Harvey's ship arrives outside their cave, prompting Atherton to reveal that he was marooned rather than killed because he is Bob Harvey's brother. Helen is later captured by Harvey's men, prompting Blake to suggest a raid on the ship to rescue her. The rescue succeeds - the pirates being defeated by the element of surprise and Blake and Atherton's experience with the ship. Pencroff steals the amulet comprising the other half of the medallion's map while Blake is shot.

Having returned to shore, the crew meet Joseph, who provides them with rifles. During the subsequent fight, the survivors manage to drive off the pirates, Atherton forces Harvey into a stand-off, and Joseph is shot while departing. Staggering back to Nemo's home, Joseph pleads with Nemo to realize that he needs the survivors to remind him of what it means to be human.

Angered at the survivors' defiance of him, Harvey begins to fire the ship's cannons at the cave house. The ship is later destroyed by Nemo, and Harvey is eaten by a giant squid. As the others begin work on a new raft, Pencroff departs to try to find the treasure, needing the money to pay off his debts back in America. However, the cave where the treasure is kept is also home to gigantic spiders that end up killing him.

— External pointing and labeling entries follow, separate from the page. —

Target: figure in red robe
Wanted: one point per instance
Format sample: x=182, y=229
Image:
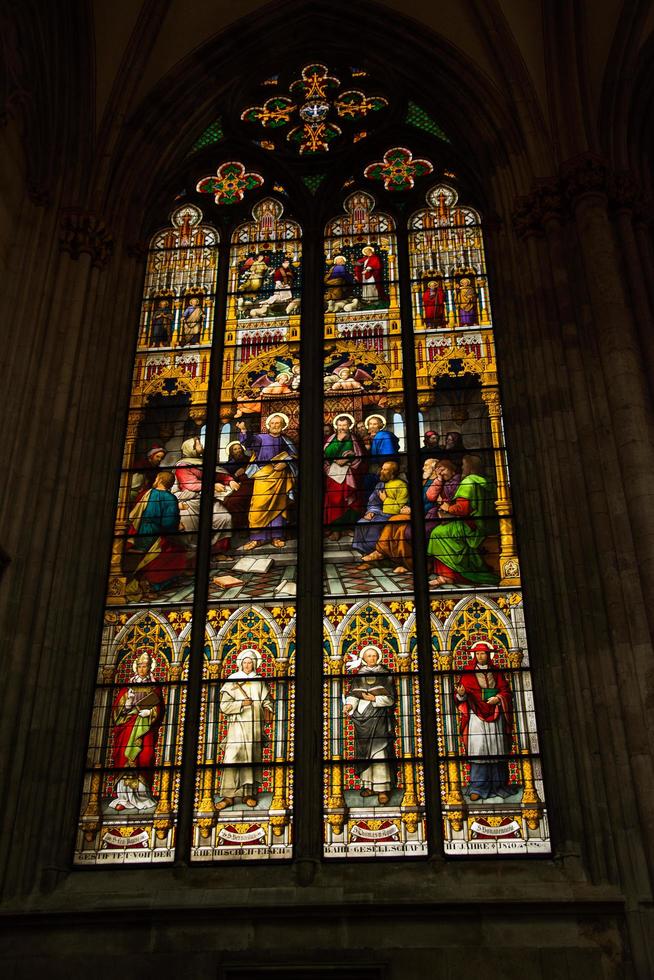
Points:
x=433, y=304
x=368, y=272
x=482, y=698
x=137, y=714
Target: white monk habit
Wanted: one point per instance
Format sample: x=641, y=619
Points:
x=244, y=740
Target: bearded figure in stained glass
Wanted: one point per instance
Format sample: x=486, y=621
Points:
x=137, y=715
x=188, y=477
x=253, y=273
x=247, y=706
x=273, y=469
x=162, y=324
x=192, y=322
x=483, y=703
x=467, y=301
x=368, y=272
x=343, y=475
x=433, y=304
x=369, y=706
x=464, y=525
x=339, y=282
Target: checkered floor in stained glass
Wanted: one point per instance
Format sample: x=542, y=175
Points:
x=346, y=574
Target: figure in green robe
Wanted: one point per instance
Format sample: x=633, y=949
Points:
x=455, y=543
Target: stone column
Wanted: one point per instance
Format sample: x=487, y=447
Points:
x=586, y=184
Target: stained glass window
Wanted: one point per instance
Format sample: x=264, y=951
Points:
x=489, y=768
x=419, y=701
x=130, y=797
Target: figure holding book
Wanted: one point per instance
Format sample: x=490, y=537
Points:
x=247, y=707
x=137, y=715
x=483, y=703
x=369, y=706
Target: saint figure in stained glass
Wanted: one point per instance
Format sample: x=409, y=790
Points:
x=137, y=715
x=247, y=706
x=370, y=705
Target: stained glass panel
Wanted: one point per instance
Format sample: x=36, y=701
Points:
x=129, y=807
x=130, y=794
x=254, y=552
x=244, y=793
x=374, y=803
x=489, y=769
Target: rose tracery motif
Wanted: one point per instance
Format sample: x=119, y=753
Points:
x=230, y=183
x=398, y=169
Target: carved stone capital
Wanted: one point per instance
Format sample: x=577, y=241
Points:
x=584, y=175
x=83, y=232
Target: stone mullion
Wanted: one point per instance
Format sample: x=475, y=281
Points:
x=22, y=350
x=192, y=719
x=54, y=528
x=608, y=596
x=105, y=373
x=420, y=567
x=619, y=351
x=308, y=766
x=553, y=431
x=645, y=245
x=55, y=842
x=636, y=274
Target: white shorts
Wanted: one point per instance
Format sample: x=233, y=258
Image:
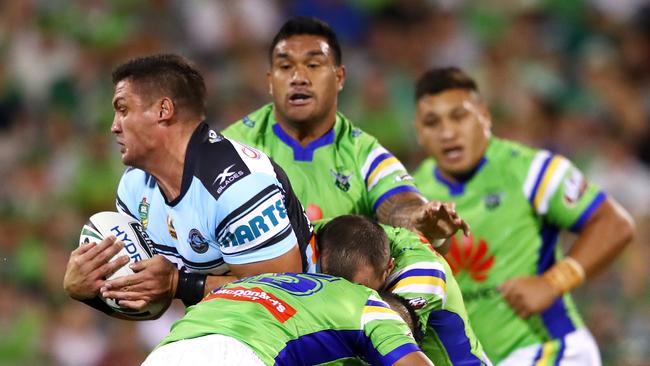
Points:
x=577, y=348
x=213, y=349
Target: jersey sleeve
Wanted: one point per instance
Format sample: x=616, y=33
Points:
x=419, y=274
x=558, y=191
x=383, y=174
x=253, y=223
x=124, y=201
x=387, y=334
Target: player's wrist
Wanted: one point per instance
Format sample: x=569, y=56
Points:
x=190, y=287
x=565, y=275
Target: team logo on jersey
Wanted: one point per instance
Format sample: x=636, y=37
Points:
x=170, y=227
x=251, y=153
x=281, y=310
x=574, y=187
x=248, y=122
x=341, y=180
x=314, y=212
x=197, y=241
x=470, y=256
x=214, y=137
x=226, y=177
x=143, y=211
x=492, y=200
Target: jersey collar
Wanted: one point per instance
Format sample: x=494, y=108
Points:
x=304, y=153
x=458, y=188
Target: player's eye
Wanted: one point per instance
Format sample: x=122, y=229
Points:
x=459, y=113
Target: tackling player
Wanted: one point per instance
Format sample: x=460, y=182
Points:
x=514, y=278
x=335, y=168
x=291, y=319
x=415, y=272
x=208, y=203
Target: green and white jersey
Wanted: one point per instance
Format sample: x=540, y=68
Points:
x=516, y=201
x=345, y=171
x=423, y=277
x=300, y=319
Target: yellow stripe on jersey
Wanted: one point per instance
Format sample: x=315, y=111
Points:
x=371, y=313
x=549, y=183
x=389, y=165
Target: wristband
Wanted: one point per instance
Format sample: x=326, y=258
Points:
x=190, y=287
x=565, y=275
x=99, y=304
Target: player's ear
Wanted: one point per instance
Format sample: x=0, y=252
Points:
x=166, y=109
x=269, y=82
x=340, y=77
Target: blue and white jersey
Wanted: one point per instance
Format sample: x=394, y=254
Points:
x=235, y=206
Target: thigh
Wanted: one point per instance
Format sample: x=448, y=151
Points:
x=214, y=349
x=577, y=348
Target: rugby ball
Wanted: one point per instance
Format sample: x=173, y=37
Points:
x=137, y=245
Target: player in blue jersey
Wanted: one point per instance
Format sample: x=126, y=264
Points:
x=210, y=204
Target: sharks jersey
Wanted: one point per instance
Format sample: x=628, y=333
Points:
x=345, y=171
x=516, y=201
x=301, y=319
x=235, y=206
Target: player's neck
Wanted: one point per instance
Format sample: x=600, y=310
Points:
x=305, y=132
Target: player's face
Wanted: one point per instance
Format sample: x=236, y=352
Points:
x=134, y=123
x=453, y=127
x=304, y=80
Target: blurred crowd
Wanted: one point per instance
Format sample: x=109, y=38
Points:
x=570, y=76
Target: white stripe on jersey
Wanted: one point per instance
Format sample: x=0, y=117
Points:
x=418, y=265
x=384, y=172
x=423, y=289
x=254, y=159
x=534, y=171
x=556, y=179
x=373, y=155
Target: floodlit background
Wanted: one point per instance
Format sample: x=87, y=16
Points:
x=571, y=76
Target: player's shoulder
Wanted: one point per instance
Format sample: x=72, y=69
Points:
x=251, y=125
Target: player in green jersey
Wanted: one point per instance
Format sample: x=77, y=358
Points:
x=295, y=319
x=514, y=278
x=334, y=167
x=415, y=272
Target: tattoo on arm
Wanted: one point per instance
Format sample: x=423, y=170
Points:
x=397, y=209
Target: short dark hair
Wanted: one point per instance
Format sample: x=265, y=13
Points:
x=167, y=74
x=349, y=241
x=404, y=308
x=307, y=26
x=438, y=80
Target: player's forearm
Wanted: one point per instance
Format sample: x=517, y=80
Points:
x=398, y=210
x=603, y=237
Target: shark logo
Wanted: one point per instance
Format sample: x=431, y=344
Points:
x=341, y=180
x=224, y=175
x=470, y=256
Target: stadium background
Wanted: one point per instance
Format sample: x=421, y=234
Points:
x=571, y=76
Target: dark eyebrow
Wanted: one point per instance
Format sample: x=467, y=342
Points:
x=118, y=99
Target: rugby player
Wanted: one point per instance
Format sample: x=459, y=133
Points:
x=415, y=272
x=335, y=168
x=512, y=273
x=209, y=204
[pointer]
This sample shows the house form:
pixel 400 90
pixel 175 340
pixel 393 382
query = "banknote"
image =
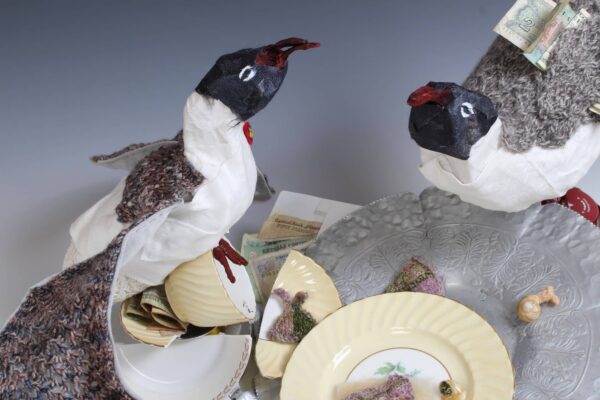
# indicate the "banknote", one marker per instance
pixel 140 325
pixel 558 22
pixel 279 226
pixel 264 270
pixel 154 301
pixel 575 22
pixel 525 21
pixel 152 308
pixel 253 247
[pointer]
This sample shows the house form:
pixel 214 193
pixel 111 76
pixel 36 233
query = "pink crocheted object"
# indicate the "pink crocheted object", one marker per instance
pixel 417 277
pixel 397 387
pixel 294 323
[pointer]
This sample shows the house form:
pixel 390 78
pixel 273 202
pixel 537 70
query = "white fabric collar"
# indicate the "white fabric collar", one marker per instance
pixel 207 134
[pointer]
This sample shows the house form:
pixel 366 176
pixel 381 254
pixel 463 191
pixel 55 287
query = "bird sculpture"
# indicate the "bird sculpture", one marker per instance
pixel 178 201
pixel 513 135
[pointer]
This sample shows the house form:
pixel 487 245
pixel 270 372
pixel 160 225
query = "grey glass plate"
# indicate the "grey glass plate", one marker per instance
pixel 488 261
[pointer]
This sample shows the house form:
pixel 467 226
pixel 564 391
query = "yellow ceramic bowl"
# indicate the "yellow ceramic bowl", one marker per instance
pixel 200 293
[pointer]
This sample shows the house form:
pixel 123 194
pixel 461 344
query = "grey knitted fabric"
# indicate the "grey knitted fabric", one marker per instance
pixel 544 108
pixel 58 345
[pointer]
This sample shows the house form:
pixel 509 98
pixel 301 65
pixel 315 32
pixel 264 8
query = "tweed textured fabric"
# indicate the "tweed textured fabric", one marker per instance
pixel 397 387
pixel 161 179
pixel 58 344
pixel 544 108
pixel 417 277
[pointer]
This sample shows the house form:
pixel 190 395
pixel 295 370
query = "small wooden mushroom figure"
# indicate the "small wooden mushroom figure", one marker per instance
pixel 451 391
pixel 529 308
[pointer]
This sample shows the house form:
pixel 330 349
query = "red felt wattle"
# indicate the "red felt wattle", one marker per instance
pixel 276 55
pixel 429 94
pixel 248 132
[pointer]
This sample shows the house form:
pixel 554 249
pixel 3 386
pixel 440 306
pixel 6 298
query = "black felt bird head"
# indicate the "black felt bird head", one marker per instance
pixel 245 81
pixel 449 119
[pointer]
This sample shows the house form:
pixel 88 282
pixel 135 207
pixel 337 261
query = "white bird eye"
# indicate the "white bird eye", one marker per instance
pixel 247 73
pixel 466 109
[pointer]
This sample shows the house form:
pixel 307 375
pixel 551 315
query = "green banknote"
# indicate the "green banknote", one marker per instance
pixel 525 21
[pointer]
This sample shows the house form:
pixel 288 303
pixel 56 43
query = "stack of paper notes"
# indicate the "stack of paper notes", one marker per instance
pixel 294 223
pixel 534 26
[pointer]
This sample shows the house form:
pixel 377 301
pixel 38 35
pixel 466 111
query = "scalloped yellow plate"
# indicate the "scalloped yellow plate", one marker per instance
pixel 426 337
pixel 299 273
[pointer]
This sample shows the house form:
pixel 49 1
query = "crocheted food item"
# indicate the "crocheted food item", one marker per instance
pixel 451 391
pixel 397 387
pixel 529 308
pixel 295 322
pixel 417 277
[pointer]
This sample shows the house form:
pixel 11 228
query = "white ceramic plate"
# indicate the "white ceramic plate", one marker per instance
pixel 426 337
pixel 204 368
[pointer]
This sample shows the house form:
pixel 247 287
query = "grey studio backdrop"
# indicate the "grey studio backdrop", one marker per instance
pixel 79 78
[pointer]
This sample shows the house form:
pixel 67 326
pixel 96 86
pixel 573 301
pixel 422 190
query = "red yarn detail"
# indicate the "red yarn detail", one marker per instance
pixel 275 55
pixel 429 94
pixel 248 132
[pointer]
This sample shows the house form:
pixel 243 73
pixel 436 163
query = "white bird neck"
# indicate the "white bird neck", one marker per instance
pixel 210 136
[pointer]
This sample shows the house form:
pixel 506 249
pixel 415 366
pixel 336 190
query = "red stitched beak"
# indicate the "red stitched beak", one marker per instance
pixel 429 94
pixel 276 55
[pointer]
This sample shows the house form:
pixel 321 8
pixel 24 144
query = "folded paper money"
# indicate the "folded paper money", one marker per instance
pixel 535 26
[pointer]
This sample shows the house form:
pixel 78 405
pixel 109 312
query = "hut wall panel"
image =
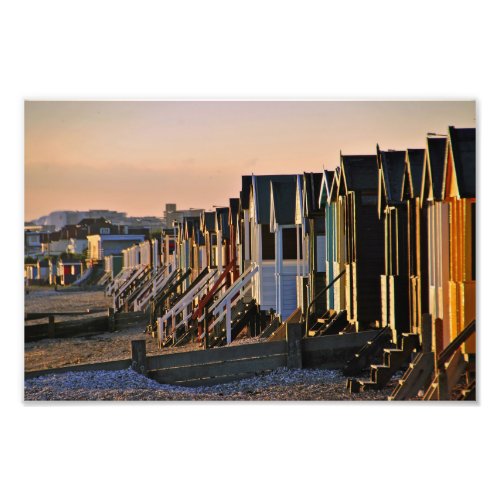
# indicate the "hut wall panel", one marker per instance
pixel 268 285
pixel 468 307
pixel 384 288
pixel 339 302
pixel 348 292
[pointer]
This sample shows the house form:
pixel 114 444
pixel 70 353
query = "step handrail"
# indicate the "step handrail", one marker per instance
pixel 318 296
pixel 455 344
pixel 211 292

As they attend Pencroff's funeral, Nemo appears to them, revealing that seismic activity has been detected. That suggests that a volcano is about to erupt and destroy the island. Despite providing them with the location of a boat at his compound, he attempts to recover his equipment and plans from the Nautilus. This results in him being trapped in the Nautilus as lava fills the cavern. The remaining survivors retreat in the offered boat and hope that they will find a way home.

==Cast==
- Kyle MacLachlan as Cyrus Smith
- Danielle Calvert as Helen
- Gabrielle Anwar as Jane
- Patrick Stewart as Captain Nemo
- Roy Marsden as Joseph
- Jason Durr as Pencroff
- Omar Gooding as Neb
- Vinnie Jones as Bob
- Tom Mison as Blake
- Chris Larkin as Atherton (as Christopher Stephens)
- Dom Hetrakul as Sun (as Dom Hatrakul)
- Geoffrey Giuliano as Li
- Nate Harrison as Lemay
- Chad Dylan Markowitz as Young Kid Soldier

==Award nomination==
The film was nominated for the Saturn Award for Best Television Presentation in 2006.